What’s the best way to decode your emotions? Well, drawing helps.
This week we kicked off the month of drawing workshops with brain and hand warm-up. We drew abstract images for eight different words: joy, loneliness, mourning, peace, conflict, courage, fantastic, and RIGHT NOW.

These emotive marks led us into our guest artist for the month, emotive mark-maker herself: Christina Mrozik.
We crowded around the table on tip toes and chairs in amazement as Chris’s work in front of us. The room fell silent for the next hour as we drew ourselves into her work, captivated with the precision, creativity, and emotion.

Chris took a leap not all of our guest artists are brave enough to do: she not only showed us her current thought-out, polished pieces, but also how she got there — her high school and college sketchbooks, still lives, and works in progress. The room chuckled at the juxtaposition between the intricate marks and the dark imagery of her recent work, with the Sailor Moon, mermaids, and trees of her high school sketches.

As we considered her path from Sailor Moon to birds attached by the beak, pulling out sketch upon sketch, portfolio upon portfolio, she said, “one day when you’re an artist you’ll have a lot of baggage too.”
It was important for Ambrose to see that baggage — the Point A that led to Point B and even Point C. We’re all at different points in our art, and for high school students it’s significant to see a successful artist bear her Point A to the world…or at least to those of us at Ambrose.

Chris had further advice to those of us at all stages of our artistic journey:
- Keep trying new things; don’t settle too soon
- Trust yourself, you know more than you think you do
- Know that it’s not always happy and pretty
- Weed out what you don’t like (She never liked cleaning up after a project, so she chose markers)
Chris stressed that drawing is being thoughtful, and learning to see clearly and differently.
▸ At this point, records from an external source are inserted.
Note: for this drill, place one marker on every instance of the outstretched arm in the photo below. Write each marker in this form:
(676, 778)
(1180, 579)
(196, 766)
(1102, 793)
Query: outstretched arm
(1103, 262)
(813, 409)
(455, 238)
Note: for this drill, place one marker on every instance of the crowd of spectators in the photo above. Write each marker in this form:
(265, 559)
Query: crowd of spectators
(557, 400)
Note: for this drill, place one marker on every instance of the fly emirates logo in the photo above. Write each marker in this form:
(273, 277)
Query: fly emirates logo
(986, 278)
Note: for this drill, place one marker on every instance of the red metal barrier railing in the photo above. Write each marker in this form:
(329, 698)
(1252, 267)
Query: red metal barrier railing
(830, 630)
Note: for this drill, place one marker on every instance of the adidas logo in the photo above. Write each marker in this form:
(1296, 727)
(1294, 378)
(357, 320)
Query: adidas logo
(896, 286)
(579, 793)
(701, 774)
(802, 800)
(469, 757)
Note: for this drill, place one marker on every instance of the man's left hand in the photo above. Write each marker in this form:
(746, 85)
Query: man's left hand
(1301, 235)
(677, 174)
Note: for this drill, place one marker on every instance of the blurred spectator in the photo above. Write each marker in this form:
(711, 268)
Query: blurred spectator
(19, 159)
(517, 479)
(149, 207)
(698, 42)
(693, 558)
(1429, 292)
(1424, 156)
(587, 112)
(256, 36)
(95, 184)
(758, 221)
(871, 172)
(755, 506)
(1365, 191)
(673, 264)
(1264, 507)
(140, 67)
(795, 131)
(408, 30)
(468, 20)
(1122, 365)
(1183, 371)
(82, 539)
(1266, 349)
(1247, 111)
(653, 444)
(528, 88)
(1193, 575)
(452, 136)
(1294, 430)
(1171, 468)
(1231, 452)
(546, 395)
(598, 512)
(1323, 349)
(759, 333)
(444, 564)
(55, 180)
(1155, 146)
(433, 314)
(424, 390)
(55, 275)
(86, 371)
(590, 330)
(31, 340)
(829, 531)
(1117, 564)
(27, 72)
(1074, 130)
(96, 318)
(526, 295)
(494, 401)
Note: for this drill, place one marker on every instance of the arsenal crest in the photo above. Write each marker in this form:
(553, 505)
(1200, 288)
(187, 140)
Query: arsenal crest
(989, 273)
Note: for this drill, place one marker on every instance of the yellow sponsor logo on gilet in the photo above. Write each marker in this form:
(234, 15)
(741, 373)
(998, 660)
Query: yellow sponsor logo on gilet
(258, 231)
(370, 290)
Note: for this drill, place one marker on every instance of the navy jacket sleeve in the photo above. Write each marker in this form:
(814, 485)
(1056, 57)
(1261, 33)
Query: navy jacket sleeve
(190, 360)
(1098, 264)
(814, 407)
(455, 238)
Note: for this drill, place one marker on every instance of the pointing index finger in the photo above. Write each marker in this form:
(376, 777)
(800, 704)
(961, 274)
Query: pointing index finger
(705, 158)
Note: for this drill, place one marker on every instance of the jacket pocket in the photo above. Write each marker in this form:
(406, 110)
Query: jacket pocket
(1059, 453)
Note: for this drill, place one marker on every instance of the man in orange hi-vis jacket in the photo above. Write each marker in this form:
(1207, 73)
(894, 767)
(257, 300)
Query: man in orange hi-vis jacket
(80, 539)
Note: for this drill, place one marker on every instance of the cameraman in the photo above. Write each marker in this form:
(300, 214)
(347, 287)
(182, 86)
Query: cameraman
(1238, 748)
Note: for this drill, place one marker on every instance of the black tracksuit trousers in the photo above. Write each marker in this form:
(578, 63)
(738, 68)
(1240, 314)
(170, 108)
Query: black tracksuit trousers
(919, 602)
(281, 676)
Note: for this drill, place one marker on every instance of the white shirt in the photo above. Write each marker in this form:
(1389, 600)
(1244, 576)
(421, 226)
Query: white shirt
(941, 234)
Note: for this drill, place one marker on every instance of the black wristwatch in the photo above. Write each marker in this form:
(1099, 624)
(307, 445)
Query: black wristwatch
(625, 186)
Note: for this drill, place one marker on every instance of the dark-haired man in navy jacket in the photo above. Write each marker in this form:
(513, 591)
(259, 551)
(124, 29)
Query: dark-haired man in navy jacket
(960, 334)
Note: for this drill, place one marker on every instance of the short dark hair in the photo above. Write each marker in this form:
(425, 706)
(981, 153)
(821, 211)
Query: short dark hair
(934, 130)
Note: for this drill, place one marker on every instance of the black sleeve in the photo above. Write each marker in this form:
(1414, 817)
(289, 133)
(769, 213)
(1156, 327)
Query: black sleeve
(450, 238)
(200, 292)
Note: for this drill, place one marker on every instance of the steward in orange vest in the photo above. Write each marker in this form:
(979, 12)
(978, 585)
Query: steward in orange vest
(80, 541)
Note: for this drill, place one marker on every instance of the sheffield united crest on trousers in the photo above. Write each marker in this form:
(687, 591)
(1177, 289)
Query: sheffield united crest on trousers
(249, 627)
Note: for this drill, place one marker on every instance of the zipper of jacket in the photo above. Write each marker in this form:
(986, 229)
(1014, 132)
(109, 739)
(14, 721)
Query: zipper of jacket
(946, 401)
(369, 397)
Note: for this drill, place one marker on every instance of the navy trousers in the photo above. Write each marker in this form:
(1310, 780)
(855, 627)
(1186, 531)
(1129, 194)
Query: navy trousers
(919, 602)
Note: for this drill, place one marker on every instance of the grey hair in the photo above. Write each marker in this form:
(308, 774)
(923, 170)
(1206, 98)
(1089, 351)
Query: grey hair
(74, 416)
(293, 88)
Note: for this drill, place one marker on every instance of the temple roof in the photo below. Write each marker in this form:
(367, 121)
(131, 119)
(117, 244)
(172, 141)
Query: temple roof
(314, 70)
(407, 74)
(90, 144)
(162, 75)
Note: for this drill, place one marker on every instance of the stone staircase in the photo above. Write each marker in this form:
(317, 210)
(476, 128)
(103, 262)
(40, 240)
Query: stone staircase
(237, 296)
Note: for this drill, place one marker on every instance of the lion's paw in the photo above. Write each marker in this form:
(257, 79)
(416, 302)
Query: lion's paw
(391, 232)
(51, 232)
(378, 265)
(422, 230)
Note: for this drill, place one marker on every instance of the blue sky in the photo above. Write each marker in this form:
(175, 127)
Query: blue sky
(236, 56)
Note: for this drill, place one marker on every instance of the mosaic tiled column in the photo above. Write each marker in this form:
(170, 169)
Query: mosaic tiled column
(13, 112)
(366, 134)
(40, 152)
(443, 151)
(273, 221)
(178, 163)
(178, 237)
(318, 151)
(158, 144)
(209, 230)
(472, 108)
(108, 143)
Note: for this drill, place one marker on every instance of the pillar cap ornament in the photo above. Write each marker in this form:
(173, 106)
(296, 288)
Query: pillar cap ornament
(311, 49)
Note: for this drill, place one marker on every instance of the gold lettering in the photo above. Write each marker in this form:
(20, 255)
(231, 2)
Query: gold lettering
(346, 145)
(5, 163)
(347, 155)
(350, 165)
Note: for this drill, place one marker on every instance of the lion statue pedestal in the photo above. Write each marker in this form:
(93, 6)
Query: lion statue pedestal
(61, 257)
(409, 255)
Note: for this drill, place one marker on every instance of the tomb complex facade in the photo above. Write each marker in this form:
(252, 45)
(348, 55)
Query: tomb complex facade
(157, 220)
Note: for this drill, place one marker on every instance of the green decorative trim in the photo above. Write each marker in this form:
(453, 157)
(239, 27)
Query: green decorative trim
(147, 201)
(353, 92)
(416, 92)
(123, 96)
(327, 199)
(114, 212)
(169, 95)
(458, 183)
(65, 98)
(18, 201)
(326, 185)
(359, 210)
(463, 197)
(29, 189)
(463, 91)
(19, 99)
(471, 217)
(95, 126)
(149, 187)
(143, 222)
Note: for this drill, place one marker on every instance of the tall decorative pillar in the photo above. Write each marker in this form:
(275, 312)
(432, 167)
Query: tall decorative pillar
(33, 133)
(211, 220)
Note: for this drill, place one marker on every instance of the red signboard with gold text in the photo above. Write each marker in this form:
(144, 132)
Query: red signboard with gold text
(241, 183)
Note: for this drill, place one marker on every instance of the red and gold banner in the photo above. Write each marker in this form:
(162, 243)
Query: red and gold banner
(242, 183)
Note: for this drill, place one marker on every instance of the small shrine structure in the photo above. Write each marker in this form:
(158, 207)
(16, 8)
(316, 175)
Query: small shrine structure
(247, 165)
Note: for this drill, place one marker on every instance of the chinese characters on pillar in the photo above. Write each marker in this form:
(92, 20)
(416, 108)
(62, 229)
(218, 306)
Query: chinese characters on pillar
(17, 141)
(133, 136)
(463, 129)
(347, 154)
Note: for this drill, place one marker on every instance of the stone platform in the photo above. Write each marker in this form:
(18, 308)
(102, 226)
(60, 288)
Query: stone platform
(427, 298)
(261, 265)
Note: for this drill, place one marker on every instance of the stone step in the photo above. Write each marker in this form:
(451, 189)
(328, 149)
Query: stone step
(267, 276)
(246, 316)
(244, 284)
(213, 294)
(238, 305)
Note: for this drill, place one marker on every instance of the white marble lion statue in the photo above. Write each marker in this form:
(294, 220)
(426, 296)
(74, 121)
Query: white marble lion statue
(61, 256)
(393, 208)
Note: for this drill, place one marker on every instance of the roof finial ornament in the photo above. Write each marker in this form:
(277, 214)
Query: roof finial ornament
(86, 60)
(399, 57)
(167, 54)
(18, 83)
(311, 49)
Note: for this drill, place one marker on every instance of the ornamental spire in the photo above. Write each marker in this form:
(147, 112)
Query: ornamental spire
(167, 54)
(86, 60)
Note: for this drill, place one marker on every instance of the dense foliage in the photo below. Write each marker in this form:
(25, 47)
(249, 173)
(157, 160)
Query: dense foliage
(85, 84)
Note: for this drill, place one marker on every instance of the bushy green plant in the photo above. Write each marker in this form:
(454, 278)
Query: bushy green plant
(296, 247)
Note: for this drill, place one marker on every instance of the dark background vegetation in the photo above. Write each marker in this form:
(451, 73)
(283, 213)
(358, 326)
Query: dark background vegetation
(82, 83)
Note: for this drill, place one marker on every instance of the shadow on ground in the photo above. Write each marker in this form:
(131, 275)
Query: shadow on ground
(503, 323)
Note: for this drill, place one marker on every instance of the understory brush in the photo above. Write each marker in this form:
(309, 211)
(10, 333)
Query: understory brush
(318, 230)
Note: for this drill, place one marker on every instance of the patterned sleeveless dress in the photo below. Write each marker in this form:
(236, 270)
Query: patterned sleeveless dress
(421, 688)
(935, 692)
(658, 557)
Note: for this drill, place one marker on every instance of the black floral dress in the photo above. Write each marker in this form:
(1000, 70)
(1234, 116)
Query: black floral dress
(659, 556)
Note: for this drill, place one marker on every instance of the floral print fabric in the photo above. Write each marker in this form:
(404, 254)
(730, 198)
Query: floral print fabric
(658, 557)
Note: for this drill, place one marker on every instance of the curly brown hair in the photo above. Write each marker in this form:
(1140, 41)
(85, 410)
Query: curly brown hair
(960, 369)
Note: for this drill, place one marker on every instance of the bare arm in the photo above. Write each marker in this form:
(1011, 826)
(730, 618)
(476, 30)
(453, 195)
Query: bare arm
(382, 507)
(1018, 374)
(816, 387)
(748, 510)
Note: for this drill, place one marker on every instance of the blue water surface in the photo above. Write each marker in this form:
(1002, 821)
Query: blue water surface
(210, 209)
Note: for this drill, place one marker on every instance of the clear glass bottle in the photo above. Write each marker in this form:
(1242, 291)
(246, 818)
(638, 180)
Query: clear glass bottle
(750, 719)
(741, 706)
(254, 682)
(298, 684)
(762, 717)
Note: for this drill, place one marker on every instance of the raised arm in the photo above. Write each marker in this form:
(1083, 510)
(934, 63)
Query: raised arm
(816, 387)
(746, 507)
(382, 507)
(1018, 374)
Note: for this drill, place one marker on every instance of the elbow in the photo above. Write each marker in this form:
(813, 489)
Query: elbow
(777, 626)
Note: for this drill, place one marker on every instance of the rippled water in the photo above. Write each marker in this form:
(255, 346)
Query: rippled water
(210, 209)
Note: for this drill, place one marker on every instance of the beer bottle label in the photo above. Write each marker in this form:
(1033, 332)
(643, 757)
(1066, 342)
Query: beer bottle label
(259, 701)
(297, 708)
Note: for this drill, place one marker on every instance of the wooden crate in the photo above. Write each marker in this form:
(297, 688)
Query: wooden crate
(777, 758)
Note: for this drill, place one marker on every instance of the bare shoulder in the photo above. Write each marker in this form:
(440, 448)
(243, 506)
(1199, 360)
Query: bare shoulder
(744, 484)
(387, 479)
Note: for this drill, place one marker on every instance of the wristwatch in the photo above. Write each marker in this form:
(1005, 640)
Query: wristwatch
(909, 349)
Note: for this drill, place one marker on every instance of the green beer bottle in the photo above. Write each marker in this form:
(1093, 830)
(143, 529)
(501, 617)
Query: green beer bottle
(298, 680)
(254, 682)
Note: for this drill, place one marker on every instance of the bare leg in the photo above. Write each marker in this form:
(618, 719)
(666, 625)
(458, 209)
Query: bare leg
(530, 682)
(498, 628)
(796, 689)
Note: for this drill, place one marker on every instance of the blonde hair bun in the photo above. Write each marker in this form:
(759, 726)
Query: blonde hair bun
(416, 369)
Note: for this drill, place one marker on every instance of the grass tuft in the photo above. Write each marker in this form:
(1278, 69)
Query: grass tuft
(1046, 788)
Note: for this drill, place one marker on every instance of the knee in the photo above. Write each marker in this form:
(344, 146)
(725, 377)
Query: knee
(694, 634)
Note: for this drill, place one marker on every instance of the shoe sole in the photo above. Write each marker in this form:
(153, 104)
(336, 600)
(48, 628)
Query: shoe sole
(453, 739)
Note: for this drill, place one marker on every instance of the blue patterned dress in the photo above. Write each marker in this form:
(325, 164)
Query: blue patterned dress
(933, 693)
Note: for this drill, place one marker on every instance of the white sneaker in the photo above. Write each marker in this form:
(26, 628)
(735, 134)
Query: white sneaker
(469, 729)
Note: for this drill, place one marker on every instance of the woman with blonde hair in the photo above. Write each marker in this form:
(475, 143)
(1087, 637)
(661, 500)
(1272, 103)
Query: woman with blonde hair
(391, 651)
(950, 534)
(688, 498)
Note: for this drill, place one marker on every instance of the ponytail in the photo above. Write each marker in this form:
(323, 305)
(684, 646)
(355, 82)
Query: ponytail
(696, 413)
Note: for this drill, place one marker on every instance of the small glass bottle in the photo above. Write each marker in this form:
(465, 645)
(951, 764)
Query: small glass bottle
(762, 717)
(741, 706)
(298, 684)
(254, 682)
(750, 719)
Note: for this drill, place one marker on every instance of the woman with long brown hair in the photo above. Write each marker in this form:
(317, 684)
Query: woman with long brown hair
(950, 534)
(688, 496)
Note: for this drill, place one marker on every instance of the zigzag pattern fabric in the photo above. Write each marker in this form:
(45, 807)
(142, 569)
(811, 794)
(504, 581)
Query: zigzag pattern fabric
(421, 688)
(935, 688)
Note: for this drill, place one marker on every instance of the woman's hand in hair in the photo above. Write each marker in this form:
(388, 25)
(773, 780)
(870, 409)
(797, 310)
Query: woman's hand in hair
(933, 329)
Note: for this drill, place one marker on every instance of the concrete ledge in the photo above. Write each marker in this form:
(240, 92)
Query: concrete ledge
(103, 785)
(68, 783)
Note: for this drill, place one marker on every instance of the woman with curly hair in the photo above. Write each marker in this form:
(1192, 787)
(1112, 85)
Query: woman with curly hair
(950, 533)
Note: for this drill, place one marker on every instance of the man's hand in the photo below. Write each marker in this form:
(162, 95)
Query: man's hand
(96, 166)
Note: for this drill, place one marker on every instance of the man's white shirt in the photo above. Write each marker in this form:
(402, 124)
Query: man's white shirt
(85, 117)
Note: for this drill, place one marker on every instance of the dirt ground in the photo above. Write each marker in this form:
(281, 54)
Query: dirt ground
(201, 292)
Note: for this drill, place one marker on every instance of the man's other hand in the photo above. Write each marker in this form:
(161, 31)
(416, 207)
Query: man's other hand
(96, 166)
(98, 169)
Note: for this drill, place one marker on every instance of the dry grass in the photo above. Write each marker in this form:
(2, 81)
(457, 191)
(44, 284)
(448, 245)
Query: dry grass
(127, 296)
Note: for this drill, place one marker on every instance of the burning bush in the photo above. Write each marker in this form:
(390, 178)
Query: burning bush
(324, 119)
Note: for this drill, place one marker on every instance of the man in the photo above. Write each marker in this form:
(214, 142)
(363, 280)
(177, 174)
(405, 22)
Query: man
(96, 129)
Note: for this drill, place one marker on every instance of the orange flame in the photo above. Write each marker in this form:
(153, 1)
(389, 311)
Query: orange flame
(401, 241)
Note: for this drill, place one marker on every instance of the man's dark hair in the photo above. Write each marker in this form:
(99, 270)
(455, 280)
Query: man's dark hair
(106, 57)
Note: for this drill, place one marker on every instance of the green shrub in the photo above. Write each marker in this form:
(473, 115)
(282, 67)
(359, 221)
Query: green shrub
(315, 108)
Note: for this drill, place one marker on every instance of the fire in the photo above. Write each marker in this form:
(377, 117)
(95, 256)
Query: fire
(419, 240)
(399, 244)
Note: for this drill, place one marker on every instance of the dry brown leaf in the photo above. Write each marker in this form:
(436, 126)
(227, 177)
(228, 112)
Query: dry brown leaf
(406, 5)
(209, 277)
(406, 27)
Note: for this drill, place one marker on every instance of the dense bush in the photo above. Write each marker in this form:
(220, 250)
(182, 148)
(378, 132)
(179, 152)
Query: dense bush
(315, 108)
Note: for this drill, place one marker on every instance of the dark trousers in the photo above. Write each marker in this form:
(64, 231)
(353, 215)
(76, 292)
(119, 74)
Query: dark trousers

She looked at her work, and found a repeating nature theme. Thus, she researched birds and different animals, and naturally applied them to themes in her life (death, struggle, symbiosis of people).

She was honest with us about the emotion behind her work — she often draws without a deeper meaning, and then realizes at the end that, for example, the birds attached at the beak function as a metaphor for the inability to detach in her own life.


We are so thankful for Chris’s honesty and openness, and showing us that you don’t get to Point B or C without the Sailor Moon, mermaid sketches happening RIGHT NOW.